I'll throw out some advise though: avoid doing this!
Inevitably, because you can customize the full code, you will. Even "UI changes" can cause issues -- if you modify the same piece of code in trunk and a client customized branch, it will cause a conflict that has to manually be resolved when you merge. As you get further along, changes will become more and more complicated, and your branches will get further apart from trunk, feeling more and more like a totally different product than a customization.
Consider the scenario: you need to introduce a new feature, or want to refactor an existing one to fix some bugs or just make it easier to maintain. This change however, will break existing code (eg other features). When you have a single code base, at least you can see where it will break, and what you need to do to fix it. When you have multiple branches that are all customized, that visualization is not possible.
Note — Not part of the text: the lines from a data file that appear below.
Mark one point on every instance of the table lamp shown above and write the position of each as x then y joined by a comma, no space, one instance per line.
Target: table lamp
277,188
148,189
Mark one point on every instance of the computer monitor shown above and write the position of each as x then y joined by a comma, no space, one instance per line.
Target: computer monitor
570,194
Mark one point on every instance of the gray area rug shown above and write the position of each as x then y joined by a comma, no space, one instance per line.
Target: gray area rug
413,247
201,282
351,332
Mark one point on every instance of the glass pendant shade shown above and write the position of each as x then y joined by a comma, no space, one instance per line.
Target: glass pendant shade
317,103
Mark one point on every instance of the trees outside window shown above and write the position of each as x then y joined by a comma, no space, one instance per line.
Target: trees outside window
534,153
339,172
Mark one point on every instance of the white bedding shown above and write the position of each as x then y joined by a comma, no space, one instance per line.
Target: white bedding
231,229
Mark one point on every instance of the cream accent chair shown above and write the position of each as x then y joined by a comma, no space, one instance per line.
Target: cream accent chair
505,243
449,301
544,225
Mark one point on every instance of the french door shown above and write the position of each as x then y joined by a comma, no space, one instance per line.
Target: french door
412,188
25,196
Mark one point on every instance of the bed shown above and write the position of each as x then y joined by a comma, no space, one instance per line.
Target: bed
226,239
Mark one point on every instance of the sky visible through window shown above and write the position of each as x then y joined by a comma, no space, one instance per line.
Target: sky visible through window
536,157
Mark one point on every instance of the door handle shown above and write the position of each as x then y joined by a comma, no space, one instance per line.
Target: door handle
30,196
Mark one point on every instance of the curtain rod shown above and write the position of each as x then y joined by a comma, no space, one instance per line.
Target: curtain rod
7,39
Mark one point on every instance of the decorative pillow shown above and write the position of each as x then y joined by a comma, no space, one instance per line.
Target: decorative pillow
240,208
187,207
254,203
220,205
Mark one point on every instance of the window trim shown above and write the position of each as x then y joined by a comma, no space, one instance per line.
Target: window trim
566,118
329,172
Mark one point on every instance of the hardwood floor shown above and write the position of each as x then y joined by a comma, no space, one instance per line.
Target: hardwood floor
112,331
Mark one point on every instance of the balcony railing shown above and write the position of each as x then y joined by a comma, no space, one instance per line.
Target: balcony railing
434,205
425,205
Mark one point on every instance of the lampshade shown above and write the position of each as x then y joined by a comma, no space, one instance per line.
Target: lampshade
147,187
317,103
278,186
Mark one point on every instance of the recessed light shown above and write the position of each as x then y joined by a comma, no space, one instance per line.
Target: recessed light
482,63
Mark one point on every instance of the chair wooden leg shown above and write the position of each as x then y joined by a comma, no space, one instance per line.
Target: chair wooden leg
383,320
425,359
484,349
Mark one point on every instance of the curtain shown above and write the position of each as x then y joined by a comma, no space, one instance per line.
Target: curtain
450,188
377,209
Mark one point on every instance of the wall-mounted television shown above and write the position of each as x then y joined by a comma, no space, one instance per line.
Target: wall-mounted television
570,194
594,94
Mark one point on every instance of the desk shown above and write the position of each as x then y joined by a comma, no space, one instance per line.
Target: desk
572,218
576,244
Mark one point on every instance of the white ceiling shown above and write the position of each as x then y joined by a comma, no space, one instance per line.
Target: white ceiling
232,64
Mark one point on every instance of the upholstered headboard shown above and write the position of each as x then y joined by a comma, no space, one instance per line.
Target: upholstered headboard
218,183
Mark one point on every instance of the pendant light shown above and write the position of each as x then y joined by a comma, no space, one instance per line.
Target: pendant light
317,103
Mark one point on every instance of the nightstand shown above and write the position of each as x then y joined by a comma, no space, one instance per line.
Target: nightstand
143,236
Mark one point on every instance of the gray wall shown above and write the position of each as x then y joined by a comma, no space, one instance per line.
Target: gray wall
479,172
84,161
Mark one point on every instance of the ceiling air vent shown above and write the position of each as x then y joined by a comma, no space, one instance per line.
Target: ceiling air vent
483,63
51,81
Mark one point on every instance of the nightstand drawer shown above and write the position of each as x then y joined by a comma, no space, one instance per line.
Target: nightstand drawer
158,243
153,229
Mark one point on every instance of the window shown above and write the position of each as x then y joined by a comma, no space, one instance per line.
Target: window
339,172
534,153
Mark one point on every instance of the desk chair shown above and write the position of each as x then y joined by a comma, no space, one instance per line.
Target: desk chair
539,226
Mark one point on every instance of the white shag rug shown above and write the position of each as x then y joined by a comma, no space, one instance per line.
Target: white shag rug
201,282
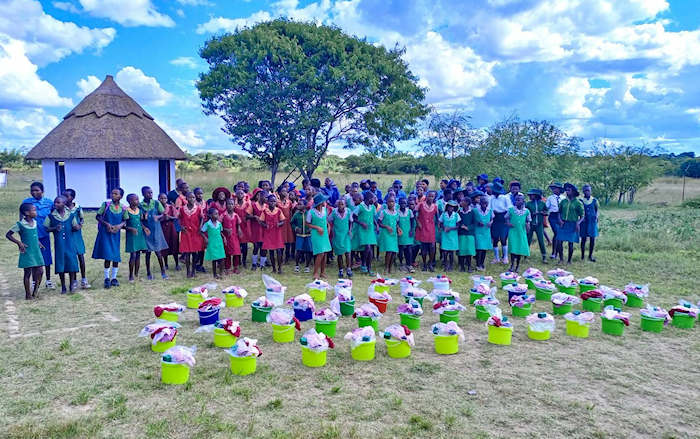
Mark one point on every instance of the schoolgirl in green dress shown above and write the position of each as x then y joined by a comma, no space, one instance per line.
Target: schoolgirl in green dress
449,239
135,234
518,220
30,258
341,225
214,242
389,232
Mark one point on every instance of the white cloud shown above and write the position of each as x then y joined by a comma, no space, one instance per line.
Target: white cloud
185,61
20,85
144,89
47,39
87,85
127,12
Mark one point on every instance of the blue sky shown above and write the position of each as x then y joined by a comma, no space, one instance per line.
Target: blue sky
620,71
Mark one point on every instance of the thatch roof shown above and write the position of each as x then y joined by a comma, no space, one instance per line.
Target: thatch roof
107,124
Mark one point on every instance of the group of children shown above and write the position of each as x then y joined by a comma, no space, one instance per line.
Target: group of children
310,223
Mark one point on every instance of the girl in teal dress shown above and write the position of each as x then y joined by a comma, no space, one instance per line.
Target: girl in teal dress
30,257
367,235
317,221
483,216
518,220
341,222
78,241
135,234
449,239
214,242
110,220
389,232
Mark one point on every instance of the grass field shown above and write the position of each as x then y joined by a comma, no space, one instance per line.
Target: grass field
100,380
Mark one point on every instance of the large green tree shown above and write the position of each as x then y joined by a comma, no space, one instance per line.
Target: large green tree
289,90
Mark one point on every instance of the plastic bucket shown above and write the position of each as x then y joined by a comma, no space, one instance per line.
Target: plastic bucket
538,335
162,347
326,327
283,333
525,311
446,344
585,287
560,310
243,365
347,308
481,314
311,358
634,301
568,290
276,297
193,300
169,316
233,301
174,373
363,351
575,329
652,324
449,316
410,321
317,294
223,338
397,349
303,314
367,321
259,314
612,326
684,321
208,317
380,303
616,303
543,294
594,305
500,335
A better alternative is to look at exactly what you need to do for all these clients, and build a framework to allow those customizations, while still keeping one code base.
If all you want to do is change the name in the title bar, and a couple images, just create a config file (.ini, or XML, or whatever) that allows you to specify those things. Your application reads it at startup. Now you have one codebase, and you just swap out the customization file for whatever client during deployment.
If you need to customize the layout of the GUI (typically called 'skinning') there are pre-built frameworks to help with that.
On the far end of the spectrum, if you REALLY need to provide code customizations, do it using a plugin architecture. Build interfaces that provide the basic API, and then for each client, build them a custom library that implements that interface but has the custom parts for each. You can put controls, code logic, etc in the libraries.
Details are beyond the scope of this question, but you can do pretty much anything with this, without having to get into the problems that multiple copies of (mostly) the same code will introduce.